At slow tempos you can usually start to see and feel precisely what is going wrong.
If you’re practicing slow enough, you can usually make adjustments and start to fix things.

Hope it helps.

10 Likes

@termimalp welcome!

I second what @Gio said. And if you have particular difficulties with any lesson in any module you can write comments right under the specific video there. I witness to the fact that Josh would always respond in a couple of days.

Reading comments also helps to see if anyone else is struggling with the same issues…

Josh also has made a video particularly on muting technique

You can find a list of all the youtube material matching to B2B course map with this thread from @eric.kiser

Good luck and welcome!

Later maybe I can pick your brains on “how to make my wife play the keyboard for me” because that is what I am struggling on…

5 Likes

Hey Dan! I agree with what @Gio - taking it slow gives you more time to check your technique and make corrections.

And I’d also add - don’t expect total perfection at this point, even if there’s some noise/messiness it’s okay to keep tackling it one day at a time. Even just noticing it is a great first step.

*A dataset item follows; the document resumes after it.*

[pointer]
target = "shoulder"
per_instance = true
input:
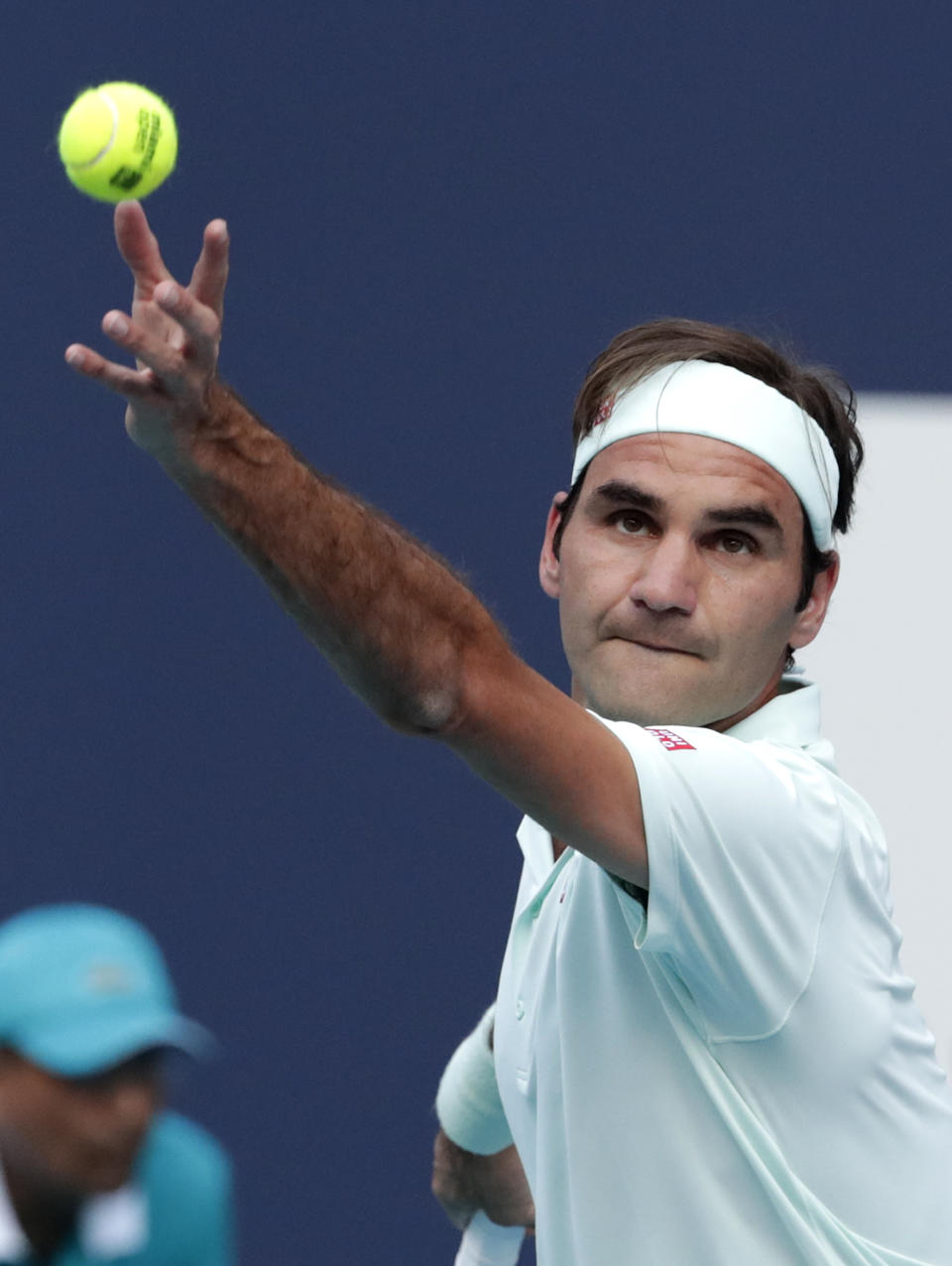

Another thing you can work on slow are finger exercises like this that help you focus on coordination/cleanliness without having to worry so much about playing music -

And the muting video @Fahri linked might help too!

6 Likes

I’m definitely finding myself struggling with moving my anchor finger. Typically it’s fine when I anchor playing two strings, but as soon as I have to move my thumb from A to E or to the pickup I have a little mental malfunction and tend to forget in either direction. Leads to either plucking a muted string or letting strings ring unnecessarily.

I tried the ring finger method of muting A but that was yet another thing to remember and coordinate so I think maybe I’ll focus on getting my thumb anchor correct before I start coming up with shortcuts.

But also, I mean, I’m four weeks into the course and having gone from never holding a bass to … slowly and gingerly … pumping out Billie Jean I think I’ll take a few mental hiccups as things that I will definitely fix :smiley:

5 Likes

I had the same problem with the anchor in the beginning as well. I found myself consciously trying to remember where to anchor my thumb. It just takes practice and after a while your thumb will know where to go. Now, I don’t even think about it once I start playing.